One lesson I took away is that sometimes people need an example and model to follow. Whether it's a situation like this or just the interaction amongst friends, when one sees love, respect and generosity shown, it can make them question if how they've 'always done it' is really the best way. Another friend of mine said the same thing---a local friend of hers, although still holding onto her traditional beliefs, said the way my friend and her husband parent and raise their kids is the best way, and this woman feels she has much to learn from them. This isn't to say, in any way, that 'we' are always right or that we are superior as people. Far be it from us to convey such an aura.
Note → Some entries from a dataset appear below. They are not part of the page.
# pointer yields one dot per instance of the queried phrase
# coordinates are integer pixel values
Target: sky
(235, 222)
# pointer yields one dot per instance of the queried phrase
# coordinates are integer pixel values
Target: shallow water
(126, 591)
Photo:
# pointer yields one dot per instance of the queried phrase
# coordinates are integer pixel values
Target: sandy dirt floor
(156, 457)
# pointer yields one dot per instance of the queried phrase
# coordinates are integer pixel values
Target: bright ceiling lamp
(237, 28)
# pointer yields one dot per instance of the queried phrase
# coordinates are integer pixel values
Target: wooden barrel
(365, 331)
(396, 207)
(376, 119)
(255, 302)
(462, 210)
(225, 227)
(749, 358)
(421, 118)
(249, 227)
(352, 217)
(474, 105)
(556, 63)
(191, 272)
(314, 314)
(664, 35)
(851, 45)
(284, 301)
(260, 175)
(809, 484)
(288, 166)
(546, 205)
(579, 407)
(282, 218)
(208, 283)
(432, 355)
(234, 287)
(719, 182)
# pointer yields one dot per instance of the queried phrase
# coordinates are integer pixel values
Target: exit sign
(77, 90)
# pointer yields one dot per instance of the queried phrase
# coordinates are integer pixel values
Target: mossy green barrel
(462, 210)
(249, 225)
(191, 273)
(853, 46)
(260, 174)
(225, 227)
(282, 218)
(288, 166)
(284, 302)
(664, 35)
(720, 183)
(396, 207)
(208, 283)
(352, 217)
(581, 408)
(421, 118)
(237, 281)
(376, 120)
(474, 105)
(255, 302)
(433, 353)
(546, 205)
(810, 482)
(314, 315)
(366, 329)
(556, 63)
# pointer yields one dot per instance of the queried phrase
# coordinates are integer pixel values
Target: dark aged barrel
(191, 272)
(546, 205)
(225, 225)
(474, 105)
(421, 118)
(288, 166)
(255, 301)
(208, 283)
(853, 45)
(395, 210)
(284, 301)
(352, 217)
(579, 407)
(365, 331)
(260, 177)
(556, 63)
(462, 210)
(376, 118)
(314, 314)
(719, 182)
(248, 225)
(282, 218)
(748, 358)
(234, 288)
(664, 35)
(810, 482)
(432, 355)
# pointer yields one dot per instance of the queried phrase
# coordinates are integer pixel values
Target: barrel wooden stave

But, if you believe that true love has some enduring characteristics and Truth is truth, then there are ways of loving your neighbor and sharing truth that are going to ring true with people all across the world when they see that it's different and 'better', if you will, than the way they've seen it modeled and done throughout the generations. Jesus who said he was the Way, the Life and the Truth didn't need to tell people that His way of living and His message was right. Because He was full of compassion, authenticity, love, truth, generosity and sacrificial service, His life validated His message and claims. It's His life at work in us and His example we rely on, and those who follow Him are finding that many here are impacted and impressed upon when confronted with such a radical departure from the only norm they've ever known. It is my hope that the tide shifts in situations like these, such that even after you've lived here a long time or even if you've only visited for a season, you'll surely never see it.